Easy to miss…

Twice in the past month, I’ve driven along New Mexico highway 61 between Deming and San Lorenzo on the way to Lake Roberts. It’s a seldom traveled route worthy of a detour if you’ve ever looking for a slightly longer and more scenic drive to Silver City from Las Cruces.

The road wanders along the Mimbres River valley, passing through a rapidly changing southwestern landscape with fascinating rock structures, groves of cottonwoods, hills dotted with pinon and juniper, and eventually leading to ponderosa pine forests as you approach Lake Roberts.

On my last two trips, I stopped to photograph an old homestead in the village of San Juan that in my mind was once probably one of the finest residences in the Mimbres Valley. I am sure most people driving along New Mexico 61 just zip by the house and don’t register it as anything more than just a ramshackle adobe home from a past era.

It caught my eye because I think it exhibits what is classic northern New Mexico territorial style architecture.

If you search “New Mexico territorial style architecture,” structures fitting that description usually include the following elements: The walls are traditional adobe, but with white-trimmed Greek Revival arches over the windows and doors, formal porches with square (instead of rounded) posts and rows of red bricks along the top of the walls. Homes of this genre in the most northern reaches of New Mexico often had pitched corrugated tin roofs to shed more frequent snow and heavier rains. The bricks along the tops of the walls on flat-roofed homes were added to help stabilize the adobe walls and keep them from melting away in the region’s monsoon rains.

New Mexico territorial style home with brick on top of adobe walls
Northern New Mexico territorial style with pitched tin roof

The “New Mexico Territorial” design was introduced New Mexico beginning in the 1800s by Americans who lamented the lack of architectural detail they had come to expect in homes and other buildings in the eastern United States. As one early American general observed, cities in northern New Mexico were nothing but a collection of “a few mud huts.” A U.S. Dragoon, William Bennett, described the town of Las Vegas as “a great pile of unbaked brick” adding, “Upon closer inspection everything about the town was dirty and filthy… [with] miserable dirty streets [that] all look alike.” And, as U.S. soldier Frank Edwards described his first visit to the village of Mora:  “nothing could be more discouraging to me… than the first view of this town.”
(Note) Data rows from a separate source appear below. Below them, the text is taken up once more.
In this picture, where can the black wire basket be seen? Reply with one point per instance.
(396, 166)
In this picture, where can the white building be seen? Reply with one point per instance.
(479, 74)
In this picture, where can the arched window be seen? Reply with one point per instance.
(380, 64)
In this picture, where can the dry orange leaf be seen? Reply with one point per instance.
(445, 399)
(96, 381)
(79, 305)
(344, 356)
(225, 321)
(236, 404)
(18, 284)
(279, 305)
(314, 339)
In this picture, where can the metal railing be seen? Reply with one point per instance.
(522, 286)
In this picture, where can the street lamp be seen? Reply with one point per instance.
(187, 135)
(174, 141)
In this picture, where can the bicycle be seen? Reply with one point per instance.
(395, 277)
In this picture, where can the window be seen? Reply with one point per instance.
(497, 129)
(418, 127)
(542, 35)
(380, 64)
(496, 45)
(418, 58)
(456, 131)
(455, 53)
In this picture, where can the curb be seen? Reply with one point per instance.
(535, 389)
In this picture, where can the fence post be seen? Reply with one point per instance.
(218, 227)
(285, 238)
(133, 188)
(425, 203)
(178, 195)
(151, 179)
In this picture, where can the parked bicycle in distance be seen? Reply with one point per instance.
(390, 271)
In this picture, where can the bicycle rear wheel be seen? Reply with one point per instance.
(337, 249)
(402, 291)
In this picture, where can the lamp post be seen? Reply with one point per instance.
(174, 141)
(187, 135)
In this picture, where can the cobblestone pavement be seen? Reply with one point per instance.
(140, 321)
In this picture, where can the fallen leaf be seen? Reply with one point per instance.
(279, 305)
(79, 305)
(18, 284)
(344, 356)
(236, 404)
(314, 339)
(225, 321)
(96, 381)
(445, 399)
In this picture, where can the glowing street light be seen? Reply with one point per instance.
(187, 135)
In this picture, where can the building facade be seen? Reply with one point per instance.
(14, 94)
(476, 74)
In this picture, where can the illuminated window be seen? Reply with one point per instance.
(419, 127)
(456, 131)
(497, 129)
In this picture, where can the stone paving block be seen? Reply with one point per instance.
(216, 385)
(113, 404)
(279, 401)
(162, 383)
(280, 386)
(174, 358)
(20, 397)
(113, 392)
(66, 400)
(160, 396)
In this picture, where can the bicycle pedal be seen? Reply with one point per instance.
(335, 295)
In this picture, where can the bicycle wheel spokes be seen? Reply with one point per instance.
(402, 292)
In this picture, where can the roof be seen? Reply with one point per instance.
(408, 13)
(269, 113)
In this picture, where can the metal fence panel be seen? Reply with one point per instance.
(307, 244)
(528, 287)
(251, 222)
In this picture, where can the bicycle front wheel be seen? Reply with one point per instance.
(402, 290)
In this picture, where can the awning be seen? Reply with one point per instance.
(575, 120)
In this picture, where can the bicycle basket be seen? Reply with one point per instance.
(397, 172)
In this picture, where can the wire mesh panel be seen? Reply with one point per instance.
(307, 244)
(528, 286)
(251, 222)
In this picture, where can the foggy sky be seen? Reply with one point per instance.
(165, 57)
The wooden trim for the windows, doors and porches was not immediately available in New Mexico in the time period when American first began arriving in the early 1800s. Gen. Stephen Watts Kearny, who was assigned to New Mexico in 1846 to lead American troops in the Mexican-American war, apparently agreed with the dearth of architectural detail in the region. A search about New Mexico Territorial style said the general himself ordered machinery to establish a mill to cut wood to allow addition of Greek Revival elements to enhance the appearance of the “mud huts” so prevalent in the state.

New Mexico Territorial style is different than the Pueblo Revival architecture that was introduced by famed New Mexico architect John Gaw Meem in the 1920s and 1930s. That style featured multi levels, more rounded walls and protruding round vigas similar to those features found in New Mexico’s historic pueblos.

Pueblo revival style home

It was clear to me that the home along the Mimbres Valley in the village of San Juan was carefully designed and constructed by its proud owner. The windows all exhibited the Greek Revival arches and the tin roof included two dormers that would not have appeared on an ordinary “mud hut.” The yard was once fenced in and landscaped, from what I could observe. I was not able to see the west side of the home, where I suspect there was a porch and entrance that welcomed residents of the home and visitors.

Note dormers and window accents circled in blue
North side of the house. Note remnants of fence and dormer.

As I said earlier, I suspect it was one of the finest homes in this remote part of southwestern New Mexico. I wonder what stories this old home could tell about its occupants. So if you’re driving on New Mexico 61 some day in the future, stop in San Juan and take a look at the old homestead, then ponder what stories it might tell.